KAWASAKI GPX750R1986

 カワサキとしては初の750 専用設計のモデルとなる。Z1 →Z2 、GPZ900 R→750Rとスケールダウンであったり、Z650 →Z750 FX−III のスケールアップなりと、カワサキ・ナナハンには印象を高める上での狙いもあった。しかし、実際のところ、国内市場には750cc が安定したビッグマーケットとなる要素は少なく、敢えてコスト面での冒険は出来なかったのだろう。カワサキが、こうした背景をわきまえながらもGPXに専用設計を図ってきたのは、TT−F1 に強力なバックアップを望む声に同調させたものとも思われる。

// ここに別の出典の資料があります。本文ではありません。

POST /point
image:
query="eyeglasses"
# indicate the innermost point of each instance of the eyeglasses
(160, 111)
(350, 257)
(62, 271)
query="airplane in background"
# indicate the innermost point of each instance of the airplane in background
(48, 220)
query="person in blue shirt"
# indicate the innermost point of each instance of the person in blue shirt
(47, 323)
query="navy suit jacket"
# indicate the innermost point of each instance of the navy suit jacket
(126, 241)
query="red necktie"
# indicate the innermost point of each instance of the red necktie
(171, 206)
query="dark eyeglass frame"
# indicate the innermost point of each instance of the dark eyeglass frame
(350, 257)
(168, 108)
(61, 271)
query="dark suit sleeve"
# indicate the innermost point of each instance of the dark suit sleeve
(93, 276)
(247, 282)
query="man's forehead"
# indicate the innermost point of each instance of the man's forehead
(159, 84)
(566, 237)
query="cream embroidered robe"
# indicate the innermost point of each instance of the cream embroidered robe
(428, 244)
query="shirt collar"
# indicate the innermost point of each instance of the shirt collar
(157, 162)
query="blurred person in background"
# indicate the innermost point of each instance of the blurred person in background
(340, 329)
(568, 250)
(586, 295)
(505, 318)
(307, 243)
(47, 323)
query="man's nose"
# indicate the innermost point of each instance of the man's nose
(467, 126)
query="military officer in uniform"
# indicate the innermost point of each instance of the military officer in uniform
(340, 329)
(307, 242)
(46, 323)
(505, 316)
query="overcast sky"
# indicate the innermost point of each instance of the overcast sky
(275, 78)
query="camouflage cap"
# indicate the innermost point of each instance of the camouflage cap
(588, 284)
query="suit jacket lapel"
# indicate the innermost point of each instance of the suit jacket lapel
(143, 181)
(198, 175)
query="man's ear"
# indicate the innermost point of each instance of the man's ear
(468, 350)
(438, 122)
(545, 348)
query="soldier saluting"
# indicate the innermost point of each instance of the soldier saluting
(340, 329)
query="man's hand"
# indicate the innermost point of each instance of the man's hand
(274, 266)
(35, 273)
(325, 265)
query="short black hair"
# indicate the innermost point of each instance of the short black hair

 1983年を最期に世界選手権から撤退。グリーンモンスターの雄姿を懐かしむ声は日増しに高まっていた。1984年のGPZ750 Rの発売を期に、750cc を上限とする新レギュレーションに適合させたマシン造りも行っている。が、その雄姿は遂に見ることが出来ずにいた。そして撤退から 4年振りの1987年、遂にカワサキの復活を果たしたのはGPX750 RをベースにしたワークスチューンのZXR−7 だった。GPX750 Rは、その専用設計の優位さを突き詰める上で、徹底した改良が図られていた。パワーユニットに関しては、軽量・コンパクトを前提に行われ、GPZに対し〔クランク部外寸全幅:451 →420mm 、ピストン全高:61.7→50.0mm、ピストンプン:φ18×_ニ57.2・60g →φ17×_ニ53.0・53g 、コンロッド軸間距離:114.2 →107.0mm 、バルブ傘径:IN.φ28→φ26.5・EX.φ23→φ22.5、バルブステム径:φ5.5 →φ5 、カム軸距離:142 →93mm、ピストン重量:195 →165g〕大々的な改良となった。優に14,500rpm を正確に動作する動弁機構は、オーバーレブリミットの設定を12,200rpm とし、レッドゾーン開始の11,000rpm に対しても十分な余裕を持たせている。とにかくパワーユニットに関しては、レース対応を踏まえた上での改良と伺えるポイントが見受けられる。だが、ことフレームとなるとまるで方向性が異なる。TT−F1 では、パワーユニット以外の部分での改造は大幅に認められており、量産モデルにはスチール製で十分と判断された。技術研究所で開発されたフレーム強度・剛性解析システム(CAET)を駆使し、理想的といえる卵型形状に近いパイプワークで仕上げている。パワーユニットや車体の軽量化は、実にGPZ−Rに較べ30kg以上と言う驚異的なレベルだ。レーサーレプリカにはない、フレキシブルな走行性能を持ったモデル。今一度実感すると、新たな感動をもたらしてくれるはずだ。


KAWASAKI GPZ600R1986

 GPZ900 R/750 R/400 Rに続きデビュー。シリーズ中にあって最適なバランスのとれたモデルと絶賛された。最初に国内発売されたのは1985年、輸出向けのモデルを限定で1000台。1986年になりようやく正式に国内販売が開始された。しかし、国内販売も翌1987年を最期に、輸出車のみ継続。1988年のGPX600 にバトンタッチして生産を停止した。当初は、スチール製のダブルクレードルで生産を開始した600 R、国内販売はそのままで終了している。が、継続された輸出モデル(ZX600 B1 )にあっては、1987年以降GPZ400 R同様AL−Xが与えられている。国内販売を開始された600 Rにあったダミーのサイドパイプは、強度を兼ね備えたものではなく、飽くまでもデザインの共通性を狙ったもの。フレームそのものは、FX400 R(1985y) に採用されているスチール製のダブルクレードルが与えられている。パワーユニットは 900Rに採用されている先進の技術を投入。但し、センターカム方式の採用やバランサ−機構の排除等、 600Rの最適さを追求する上での相違点も生まれている。また、 6速ミッションのギア比は 400Rと共通。減速比のみ変更(400 R/600 R:一次3.277 →2.641 、二次2.600 →2.533 )が与えられた。装備されるシステムは、フロント・サスペンションに与えられたオイル流量をコントロールして最適なダンピングフォースを得るAVDS(オートマチック・バリアブル・ダンピング・システム)。更に、ブレーキ連動型のアンチダイブ機構(ADS)と 400Rと共通。但し、ブレーキのディスク径に変更(400/600:フロント有効径242 →236mm )があり、リアのみ共通(216mm) で対応している。マキシム220km/h を可能とする動力性能を持つ「600 ニンジャ」。「ザッパー(Z650/1976y)」の再来を予感されるに十分なインパクトを持っていた。